Já para o presidente da União Nacional dos Estudantes (UNE), Iago Montalvão, os conflitos crescentes decorrem do que ele considera “falhas” na regulamentação do ensino superior privado. “A falta de normativas adequadas gera espaço não só para mudanças unilaterais da estrutura curricular, mas também para a ampliação das disciplinas a distância sem qualquer reparação econômica para os alunos”, comentou Montalvão.
“Qualquer mudança curricular precisa ser amplamente debatida com os alunos, algo que, em geral, não acontece. Além disso, o ideal é que qualquer alteração seja aplicada apenas a quem se matricular após ela ter sido aprovada. Do contrário, as instituições farão o que bem entendem, prejudicando a muitos alunos que demorarão mais para se formar”, acrescenta Montalvão.
Normas
A reportagem consultou o Ministério da Educação e o Conselho Nacional da Educação (CNE) sobre o assunto e aguarda retorno.
Responsável por assessorar o ministério no diagnóstico de problemas e deliberar sobre medidas para aperfeiçoar os sistemas de ensino, o conselho emitiu, em 2018, um parecer sobre o tema.
Na ocasião, consultado pelo MEC sobre a necessidade de criação de regras para as mudanças de grade curricular ou de as faculdades concederem aos alunos a opção de escolher entre grade antiga e a nova, o conselho respondeu que as universidades têm autonomia para definir e alterar seus currículos, devendo apenas “informar aos interessados, antes de cada período letivo, os programas e demais componentes curriculares”, “de modo a preservar os interesses dos estudantes e da comunidade universitária”.
No parecer – homologado em julho de 2020, com a publicação no Diário Oficial da União –, o CNE cita ainda o trecho de uma súmula de 1992, a Súmula 03, para lembrar que o antigo Conselho Federal de Educação (CFE) já tinha se posicionado no sentido de que “estudantes não possuem direito adquirido em relação à grade curricular”, não sendo as instituições de ensino obrigadas a manter inalterável, ao longo de todo o curso, a matriz inicialmente proposta”.

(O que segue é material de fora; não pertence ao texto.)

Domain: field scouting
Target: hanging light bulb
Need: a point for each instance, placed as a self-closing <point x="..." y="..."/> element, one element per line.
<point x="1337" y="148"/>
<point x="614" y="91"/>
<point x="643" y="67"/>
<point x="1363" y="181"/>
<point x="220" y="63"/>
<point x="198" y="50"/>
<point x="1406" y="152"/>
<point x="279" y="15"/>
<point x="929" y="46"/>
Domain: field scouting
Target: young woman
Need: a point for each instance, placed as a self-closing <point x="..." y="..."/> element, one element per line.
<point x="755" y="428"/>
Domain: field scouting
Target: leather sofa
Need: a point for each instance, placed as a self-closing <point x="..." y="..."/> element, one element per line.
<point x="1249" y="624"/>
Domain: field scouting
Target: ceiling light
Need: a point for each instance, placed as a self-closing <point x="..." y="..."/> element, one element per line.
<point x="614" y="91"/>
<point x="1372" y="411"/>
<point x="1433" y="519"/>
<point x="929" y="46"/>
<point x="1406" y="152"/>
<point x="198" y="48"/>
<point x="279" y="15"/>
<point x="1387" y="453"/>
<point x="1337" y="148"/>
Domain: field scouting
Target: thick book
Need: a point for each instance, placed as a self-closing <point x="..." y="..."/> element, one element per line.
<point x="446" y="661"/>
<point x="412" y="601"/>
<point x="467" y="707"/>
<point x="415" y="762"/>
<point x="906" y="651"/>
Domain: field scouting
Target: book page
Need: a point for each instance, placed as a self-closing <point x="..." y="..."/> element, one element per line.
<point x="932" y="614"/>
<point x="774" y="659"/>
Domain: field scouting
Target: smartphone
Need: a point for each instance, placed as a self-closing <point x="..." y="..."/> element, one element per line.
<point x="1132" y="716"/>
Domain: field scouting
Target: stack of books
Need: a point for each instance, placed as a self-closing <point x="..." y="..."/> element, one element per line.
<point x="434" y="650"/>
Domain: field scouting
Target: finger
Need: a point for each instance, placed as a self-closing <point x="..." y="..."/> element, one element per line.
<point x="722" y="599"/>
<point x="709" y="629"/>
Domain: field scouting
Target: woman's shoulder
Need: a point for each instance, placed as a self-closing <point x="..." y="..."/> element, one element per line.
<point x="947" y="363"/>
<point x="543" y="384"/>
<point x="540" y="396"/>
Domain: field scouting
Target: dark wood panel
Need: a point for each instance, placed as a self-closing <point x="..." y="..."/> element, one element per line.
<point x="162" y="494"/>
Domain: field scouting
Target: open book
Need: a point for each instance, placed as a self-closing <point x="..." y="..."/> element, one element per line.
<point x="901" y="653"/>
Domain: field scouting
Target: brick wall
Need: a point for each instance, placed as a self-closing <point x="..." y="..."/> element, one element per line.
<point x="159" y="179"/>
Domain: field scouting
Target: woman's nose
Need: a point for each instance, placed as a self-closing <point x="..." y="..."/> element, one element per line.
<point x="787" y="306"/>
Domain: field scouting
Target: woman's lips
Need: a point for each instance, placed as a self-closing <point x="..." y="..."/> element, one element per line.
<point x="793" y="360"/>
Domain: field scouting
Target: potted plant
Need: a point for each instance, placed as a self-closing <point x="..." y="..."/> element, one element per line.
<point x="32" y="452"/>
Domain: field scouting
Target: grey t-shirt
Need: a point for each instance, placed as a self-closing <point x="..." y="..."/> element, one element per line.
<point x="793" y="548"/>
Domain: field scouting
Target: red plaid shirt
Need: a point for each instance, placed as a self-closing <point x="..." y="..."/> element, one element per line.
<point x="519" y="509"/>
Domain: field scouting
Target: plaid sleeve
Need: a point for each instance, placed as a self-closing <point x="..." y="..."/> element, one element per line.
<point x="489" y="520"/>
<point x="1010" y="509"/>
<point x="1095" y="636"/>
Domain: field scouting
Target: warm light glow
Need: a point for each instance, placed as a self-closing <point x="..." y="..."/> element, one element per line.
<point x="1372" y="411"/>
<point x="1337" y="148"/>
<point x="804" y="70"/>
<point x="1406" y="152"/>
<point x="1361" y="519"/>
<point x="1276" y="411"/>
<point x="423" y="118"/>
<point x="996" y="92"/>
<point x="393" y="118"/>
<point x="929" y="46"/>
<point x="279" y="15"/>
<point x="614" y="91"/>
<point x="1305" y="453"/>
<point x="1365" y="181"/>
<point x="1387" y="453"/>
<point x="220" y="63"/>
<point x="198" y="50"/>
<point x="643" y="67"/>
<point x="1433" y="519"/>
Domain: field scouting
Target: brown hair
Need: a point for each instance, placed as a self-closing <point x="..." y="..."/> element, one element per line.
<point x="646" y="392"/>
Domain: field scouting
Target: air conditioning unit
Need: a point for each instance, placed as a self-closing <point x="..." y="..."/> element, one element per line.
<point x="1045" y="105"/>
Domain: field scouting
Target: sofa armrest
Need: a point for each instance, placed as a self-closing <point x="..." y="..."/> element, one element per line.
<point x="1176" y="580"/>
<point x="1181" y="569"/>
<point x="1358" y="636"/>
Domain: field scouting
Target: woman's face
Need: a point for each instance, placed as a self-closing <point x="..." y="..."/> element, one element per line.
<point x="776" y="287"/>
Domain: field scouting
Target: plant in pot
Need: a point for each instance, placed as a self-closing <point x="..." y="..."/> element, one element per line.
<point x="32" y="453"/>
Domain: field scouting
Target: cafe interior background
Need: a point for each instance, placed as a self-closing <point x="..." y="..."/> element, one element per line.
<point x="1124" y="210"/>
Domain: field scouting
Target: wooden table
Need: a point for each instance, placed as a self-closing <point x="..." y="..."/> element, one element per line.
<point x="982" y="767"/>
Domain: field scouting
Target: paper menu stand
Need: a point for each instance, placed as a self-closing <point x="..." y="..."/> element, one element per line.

Na Súmula 03, entretanto, os antigos conselheiros também alertavam que “o enfoque pedagógico recomenda que não se submeta o processo educativo, que é por natureza contínuo e cumulativo, a transições bruscas ou modificações traumáticas” e que “a implantação de novos currículos, mínimos ou plenos, deve adotar processo gradual que facilite os ajustamentos adequados” – trecho não mencionado no parecer de 2018.